Zum Hauptinhalt springen

Russlands Verwirrspiel bei Atomwaffen

Von Alexander Dworzak

Politik

Putins Sprecher kalmiert, der Außenminister droht und der Ex-Präsident zeichnet ein schwammiges Szenario.


Dmitri Peskow ist Sprecher von Wladimir Putin, dank seines geschliffenen Englisch dient er auch als globales Sprachrohr des russischen Präsidenten. Im Gespräch mit dem US-Sender PBS setzte Peskow Anfang der Woche folgende Botschaft ab: "Niemand in Russland denkt an den Einsatz oder auch nur an die Idee eines Einsatzes von Atomwaffen."

Im Krieg gegen die Ukraine - nach Moskauer Definition eine "spezielle Militäroperation" - rechne Russland weiter damit, alle Ziele zu erreichen.
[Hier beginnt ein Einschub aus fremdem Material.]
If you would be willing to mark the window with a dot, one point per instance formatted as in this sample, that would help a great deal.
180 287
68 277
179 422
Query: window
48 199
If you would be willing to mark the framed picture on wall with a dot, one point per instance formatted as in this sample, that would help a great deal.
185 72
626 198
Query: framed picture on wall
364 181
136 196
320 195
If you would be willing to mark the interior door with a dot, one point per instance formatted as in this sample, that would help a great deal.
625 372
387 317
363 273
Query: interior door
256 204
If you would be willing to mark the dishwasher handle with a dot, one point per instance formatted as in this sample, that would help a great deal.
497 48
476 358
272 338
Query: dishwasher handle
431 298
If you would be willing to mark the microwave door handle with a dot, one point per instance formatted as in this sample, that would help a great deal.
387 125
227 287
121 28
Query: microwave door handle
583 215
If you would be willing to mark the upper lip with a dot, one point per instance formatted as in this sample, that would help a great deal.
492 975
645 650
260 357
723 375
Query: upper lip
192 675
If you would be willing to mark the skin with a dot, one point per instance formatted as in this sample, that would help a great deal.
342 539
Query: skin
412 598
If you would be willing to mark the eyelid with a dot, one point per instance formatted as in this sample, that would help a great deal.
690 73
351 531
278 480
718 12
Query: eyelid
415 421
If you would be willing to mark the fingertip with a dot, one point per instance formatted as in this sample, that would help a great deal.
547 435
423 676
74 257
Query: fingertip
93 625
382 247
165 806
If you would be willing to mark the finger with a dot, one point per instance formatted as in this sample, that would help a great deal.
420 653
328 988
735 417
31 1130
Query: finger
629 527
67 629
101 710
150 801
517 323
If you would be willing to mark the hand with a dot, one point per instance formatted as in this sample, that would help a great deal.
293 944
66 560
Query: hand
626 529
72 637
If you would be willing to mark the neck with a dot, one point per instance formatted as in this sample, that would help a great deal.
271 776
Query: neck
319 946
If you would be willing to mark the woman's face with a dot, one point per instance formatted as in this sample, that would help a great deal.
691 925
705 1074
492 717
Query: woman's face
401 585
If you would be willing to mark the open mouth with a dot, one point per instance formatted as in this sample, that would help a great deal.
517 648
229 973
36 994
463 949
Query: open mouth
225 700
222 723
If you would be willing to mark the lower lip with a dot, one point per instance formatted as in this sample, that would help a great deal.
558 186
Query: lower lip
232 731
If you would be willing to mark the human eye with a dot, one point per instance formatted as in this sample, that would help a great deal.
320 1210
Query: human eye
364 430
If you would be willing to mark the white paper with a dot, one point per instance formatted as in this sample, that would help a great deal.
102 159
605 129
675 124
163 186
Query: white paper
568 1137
Unabhängig vom Ausgang gebe es keinen Grund für den Einsatz von Nuklearwaffen. Diese würden nur bei einer "Bedrohung der Existenz Russlands" eingesetzt werden. Peskow zufolge hätten aber die staatliche Existenz Russlands und die jetzigen Ereignisse in der Ukraine "nichts miteinander zu tun".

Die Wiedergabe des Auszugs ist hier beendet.